This site is the personal photography project of Andy Cleavenger.  
Actually "project" isn't the right word. It's probably closer to a ritual but without the burden of zeal. So what do you call that...  a coping mechanism maybe? The point is I'm not religious about it. After all, I don't promise to document every sunrise. The deal I made with myself was if I went to the office then I shot the sunrise, assuming there was one. However, rain, weekends, and days off were allowed.
I needed an escape, not an obligation.
As far as why I started, it began as a daily attempt to find control in a situation where I controlled absolutely nothing. To try and make something... anything... out of the day that I was given. The only choices available to me were my own reactions to the conditions I was presented with. I couldn't control the clouds, the wind speed, or the position of the sun, but I got to choose how to frame the world; what to focus on, what to ignore, which instant to capture, and how much light to gather. At the outset I did not anticipate how much of a security blanket the resulting collection would become for me. Scrolling through this website has become a pretty reliable way for me to calm down when I'm stressed out. I like how small it makes me feel... how stupid and insignificant it makes my problems seem.
As a general rule, I do not embellish color or contrast. My goal while processing is always to replicate what I saw with my own eyes as closely as possible. That said, it's also worth pointing out that all photography is a fiction. No digital sensor or film ever made is capable of capturing the range of color or contrast that the eye can perceive. Even worse, there's no screen or paper ever made that can reliably render the full range of information that a digital sensor or film is capable of capturing. To say nothing of the fact that all images are 2D representations of a 3D world. All this is to say that I only have a very small fraction of all the available visual information to work with when rendering an image. But the goal is always to create a faithful approximation of what I saw. Nothing is embellished for the sake of making a single image more interesting.
I’m not particularly sentimental about individual images either. Some people have told me they see spiritual lessons in the work, but the collection doesn’t do that for me. For me this effort is more akin to cataloging data. The continuity of the collection and the adherence to process is more important to me than any one particular shot. I don’t even sell prints. In my opinion, if this work says anything, it only does so as a complete corpus... one massive grid that confronts the viewer with all of time in a single glance. Only when seeing them all at once like this do I start to remember the infinite possibilities that each day holds.
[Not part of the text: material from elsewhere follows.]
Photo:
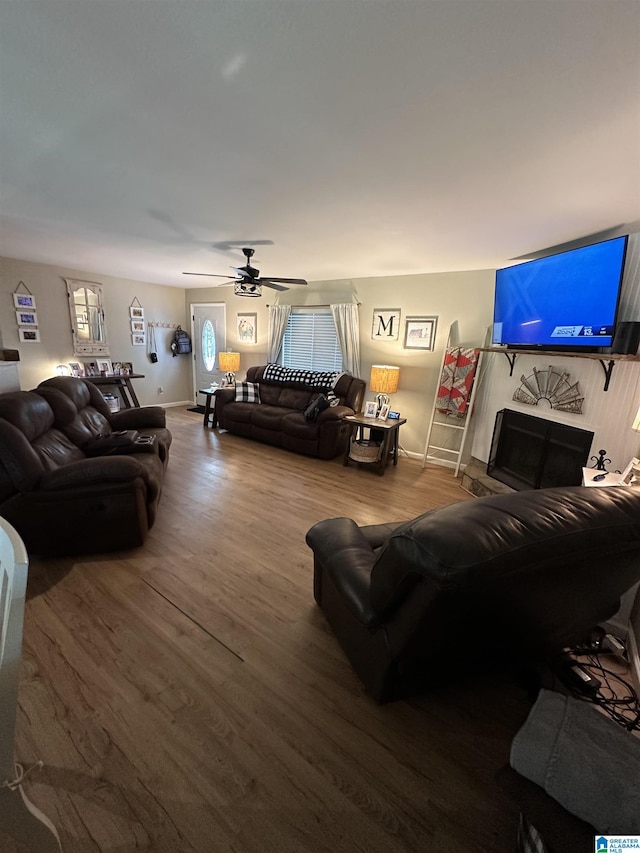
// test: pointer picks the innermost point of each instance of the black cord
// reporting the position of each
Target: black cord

Now that I've just emphasized how much continuity means to me, I also fully admit that this project's continuity has been broken multiple times. I shoot these from a 14-story building on my employer’s campus. So when COVID sent us home in March of 2020 I lost my perch for shooting the sunrise for well over a year. The subsequent three years of hybrid work have also left conspicuous absences on this project. Flash forward to today and I'm again losing continuity while I take several months off to recover from spine surgery. I've begun to view these gaps as an inevitable fingerprint I leave on the project. They are flaws that tell their own story, and it's admittedly a story I'm still deciphering.
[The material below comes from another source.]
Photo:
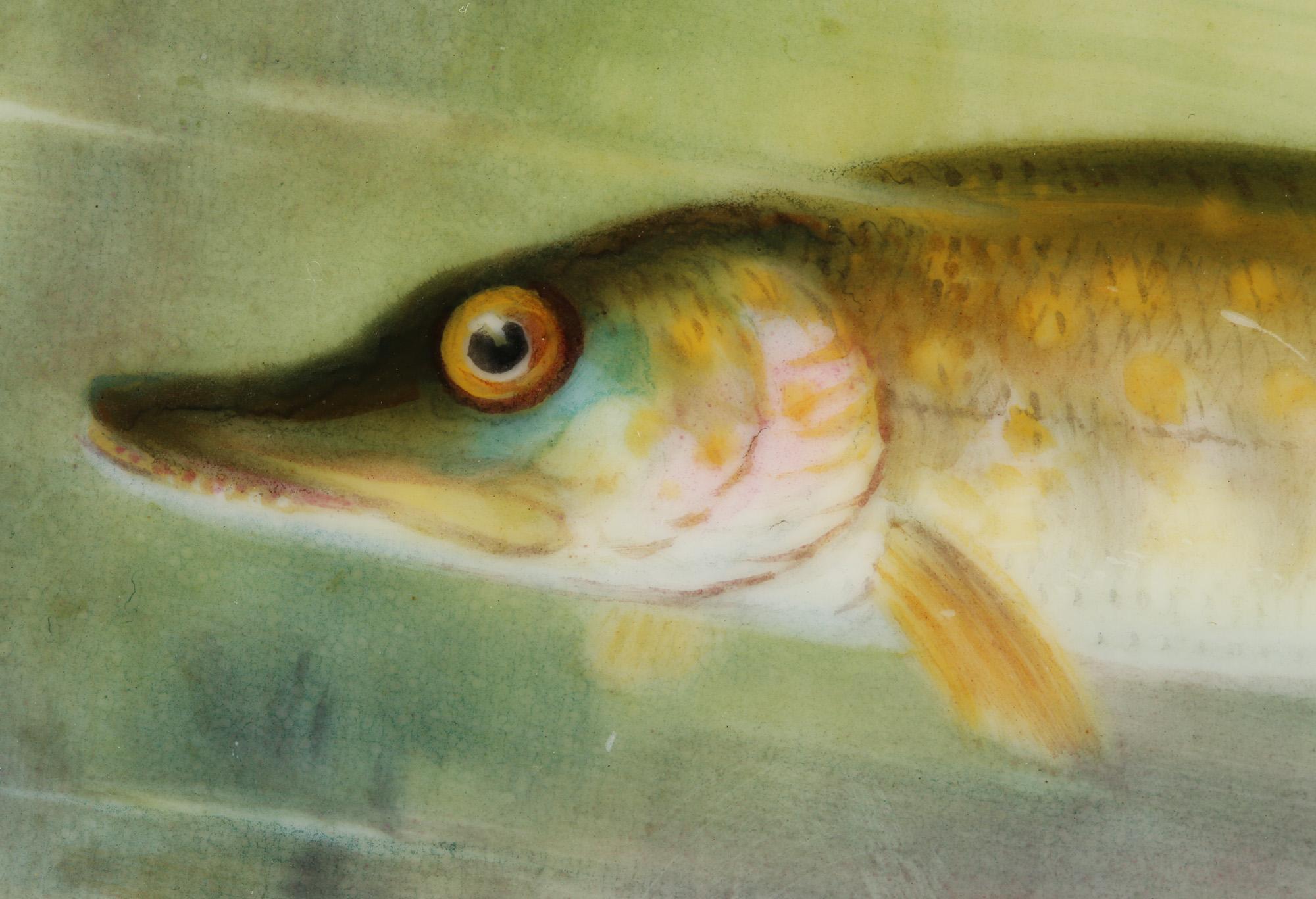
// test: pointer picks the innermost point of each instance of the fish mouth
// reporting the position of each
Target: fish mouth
(240, 443)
The last quirk that I feel requires explanation is the year end date I used in the beginning. I first got the idea to do this on January 10, 2017. So for the first few years I used that as the beginning of my year. This means that for a while I included January 1-9 in the previous year's images. But that practice really only made sense when the continuity was unbroken. COVID threw all those cards up in the air. So from 2021 on I adhere to a normal calendar year.
***Update: 3/9/2024***
I have added a new section to the website to showcase some of the common phenomena I see during the process of shooting sunrises. These include common cloud types, some atmospheric optical phenomena, and even sunspots. I'll admit up front that the cloud types have probably been the most challenging to identify. I feel I have a good grasp on the system for labeling them, however trying to find authoritatively labeled examples to compare mine with has been very challenging. There's either a very wide latitude allowed for identification, a high percentage of mislabeled images, or both. As such, I've done my best to use the broadest possible terms for cloud types in the hopes that it increases the odds that I've sorted them into the right buckets. That said, I admit I have no meteorological training of any kind. So take my identification choices with a grain of salt.
***Update: 4/13/2024***
I have added another new section to the site that identifies a lot of the common landmarks seen in my images. It'll be pretty boring for most people, but if you're a Google Earth junkie you may enjoy it.